A instituição do “Dia Municipal de Conscientização sobre a Síndrome de Edwards” pode ajudar na divulgação e conscientização e uma doença ainda pouco conhecida entre a população. O vereador Alan Carlos da Silva (Patri) apresentou o projeto com a proposta, que foi aprovada nesta quarta-feira (11).

O parlamentar convidou o médico Tulio Resende Azevedo e a fisioterapeuta Carla Marina Silva, que representaram os pais de portadores da síndrome. O casal teve uma filha com a doença, Luísa, sendo que a criança faleceu há seis meses, aos seis meses de vida.

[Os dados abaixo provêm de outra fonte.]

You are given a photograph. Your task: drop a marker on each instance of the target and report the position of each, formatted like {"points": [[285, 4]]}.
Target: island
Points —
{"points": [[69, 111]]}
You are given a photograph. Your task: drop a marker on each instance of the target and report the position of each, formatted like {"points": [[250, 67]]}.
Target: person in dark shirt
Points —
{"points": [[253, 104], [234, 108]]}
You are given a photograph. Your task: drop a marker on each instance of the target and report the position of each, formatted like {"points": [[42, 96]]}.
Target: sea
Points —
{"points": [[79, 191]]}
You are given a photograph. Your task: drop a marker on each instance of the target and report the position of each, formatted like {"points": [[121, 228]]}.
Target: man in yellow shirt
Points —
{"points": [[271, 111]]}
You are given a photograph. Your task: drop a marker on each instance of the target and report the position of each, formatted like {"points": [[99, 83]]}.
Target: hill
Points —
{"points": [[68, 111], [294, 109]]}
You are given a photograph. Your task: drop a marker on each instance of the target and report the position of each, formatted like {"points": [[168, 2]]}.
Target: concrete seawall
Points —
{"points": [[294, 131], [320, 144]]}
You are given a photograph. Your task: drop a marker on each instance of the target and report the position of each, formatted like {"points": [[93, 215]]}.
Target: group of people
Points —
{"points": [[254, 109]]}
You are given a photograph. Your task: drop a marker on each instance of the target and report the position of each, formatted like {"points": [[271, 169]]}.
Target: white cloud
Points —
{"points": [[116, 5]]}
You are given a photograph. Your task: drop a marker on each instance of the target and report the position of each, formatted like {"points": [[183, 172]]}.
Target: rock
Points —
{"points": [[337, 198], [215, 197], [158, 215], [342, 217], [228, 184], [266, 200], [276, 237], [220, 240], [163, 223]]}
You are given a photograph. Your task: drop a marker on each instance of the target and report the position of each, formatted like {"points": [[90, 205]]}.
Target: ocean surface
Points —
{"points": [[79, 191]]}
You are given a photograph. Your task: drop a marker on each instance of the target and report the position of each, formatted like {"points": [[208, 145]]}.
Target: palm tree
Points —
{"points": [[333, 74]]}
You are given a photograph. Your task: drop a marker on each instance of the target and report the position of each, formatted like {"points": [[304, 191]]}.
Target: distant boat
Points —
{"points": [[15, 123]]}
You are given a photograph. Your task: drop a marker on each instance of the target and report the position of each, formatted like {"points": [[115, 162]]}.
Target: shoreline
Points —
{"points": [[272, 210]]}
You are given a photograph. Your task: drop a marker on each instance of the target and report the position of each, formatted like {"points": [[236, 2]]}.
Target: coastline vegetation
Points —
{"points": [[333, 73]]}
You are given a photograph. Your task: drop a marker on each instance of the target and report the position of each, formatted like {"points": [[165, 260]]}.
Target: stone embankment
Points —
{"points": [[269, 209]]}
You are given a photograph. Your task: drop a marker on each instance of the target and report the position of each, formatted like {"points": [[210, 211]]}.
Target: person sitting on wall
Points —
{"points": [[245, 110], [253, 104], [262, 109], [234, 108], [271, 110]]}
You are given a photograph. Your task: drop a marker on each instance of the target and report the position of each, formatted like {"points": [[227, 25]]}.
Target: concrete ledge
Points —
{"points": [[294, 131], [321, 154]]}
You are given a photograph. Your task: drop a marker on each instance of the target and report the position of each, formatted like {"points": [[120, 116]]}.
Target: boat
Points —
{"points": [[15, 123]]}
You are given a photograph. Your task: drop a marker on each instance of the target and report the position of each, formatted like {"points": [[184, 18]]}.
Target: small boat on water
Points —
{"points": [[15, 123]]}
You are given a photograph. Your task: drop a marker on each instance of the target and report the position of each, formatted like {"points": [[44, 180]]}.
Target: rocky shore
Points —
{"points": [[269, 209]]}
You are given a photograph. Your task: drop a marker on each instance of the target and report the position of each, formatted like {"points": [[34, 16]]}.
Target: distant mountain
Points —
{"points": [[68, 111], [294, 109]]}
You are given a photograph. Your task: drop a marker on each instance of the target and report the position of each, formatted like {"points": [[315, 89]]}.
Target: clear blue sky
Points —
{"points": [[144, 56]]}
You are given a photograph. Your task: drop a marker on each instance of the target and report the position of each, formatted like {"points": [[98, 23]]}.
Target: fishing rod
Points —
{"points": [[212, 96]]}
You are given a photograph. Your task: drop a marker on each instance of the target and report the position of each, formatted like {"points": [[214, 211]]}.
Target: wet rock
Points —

Segundo Alan Carlos, o município desenvolve ações relacionadas ao assunto de maneira muito tímida. Ele comentou que se trata de uma doença muito rara, onde a criança dificilmente vive além dos dois anos, mas existem casos de adolescentes de até 15 anos que ainda vivem com a síndrome.

Para o vereador, a criação da data pode servir para orientar e auxiliar as famílias dos portadores desta doença, que foi descoberta há 59 aos. “O principal objetivo é dar visibilidade e colaborar na divulgação da doença”, afirmou. Alan Carlos esclareceu que o principal foco são os profissionais da saúde. “Para que tenham um nível de aprofundamento maior e colaborem com os protocolos existente”, acrescentou.

O presidente do Legislativo, Ismar “Marão” (PSD), destacou a importância de inserir o tema no Calendário Popular, comparando com outros, como determinadas festas realizadas na cidade. “Isto sim é importante”, afirmou “Marão”.

Para o médico Túlio Resende, a instituição da data pode ajudar as famílias, mas, principalmente os profissionais da área médica, que trabalham com estatística antigas e defasadas. Segundo ele, é muito importante que ao fazer um ultrassom, e a mãe receber a notícia de uma síndrome, que tenham como fornece mais informações.  

O profissional lembrou, ainda, que a Síndrome de Edwards é a segunda mais frequente, perdendo apenas para a Díndrome de Down. De acordo com ele, a estatística científica diz que a cada oito mil nascimentos nasce um portador da doença, mas as estatísticas atuais falam em um caso a cada dois mil.   

“A gente quer mudar o olhar e as atitudes das pessoas e dos profissionais da saúde, para que nossos filhos tenham o direito de lutar pela vida. Quem conheceu a Luísa sabe o quanto ela tocou o coração das pessoas”, afirmou a fisioterapeuta Carla.

O Dia Municipal de Conscientização sobre a Síndrome de Edwards será realizado anualmente, no dia 6 de maio, com a promoção de reuniões, eventos, palestras, seminários e outras atividades.

 

Causas genéticas - Também conhecida como Trissomia 18, a síndrome de Edwards é uma doença genética causada por uma trissomia do cromossomo 18, ou seja, uma condição em que a pessoa carrega três cópias do cromossomo 18, em vez de duas. A Síndrome de Edwards foi descrita pelo geneticista britânico John H. Edwards em 1960.

Trissomias são problemas genéticos em que a pessoa nasce com uma cópia extra de algum cromossomo. No momento da concepção, 23 cromossomos do pai e 23 cromossomos da mãe se combinam para criar um novo ser humano, que vem, normalmente, com 46 cromossomos em cada célula de seu corpo. A trissomia ocorre mais precisamente durante a divisão celular, em um problema conhecido como não-disjunção meiótica. Nele, o bebê nasce com uma cópia extra em algum dos 23 pares de cromossomos, resultando em um total de 47 cromossomos, em vez dos 46 com os quais um indivíduo saudável nasce. No caso da Síndrome de Edwards, o problema ocorre no par de cromossomo número 18.

A Trissomia 18, apesar de rara, é a segunda mais comum que existe. A primeira é a Trissomia 21, conhecida popularmente como Síndrome de Down, em que a pessoa nasce com três cópias do cromossomo 21. A terceira trissomia mais comum é a que envolve o cromossomo 13, conhecida como Síndrome de Patau.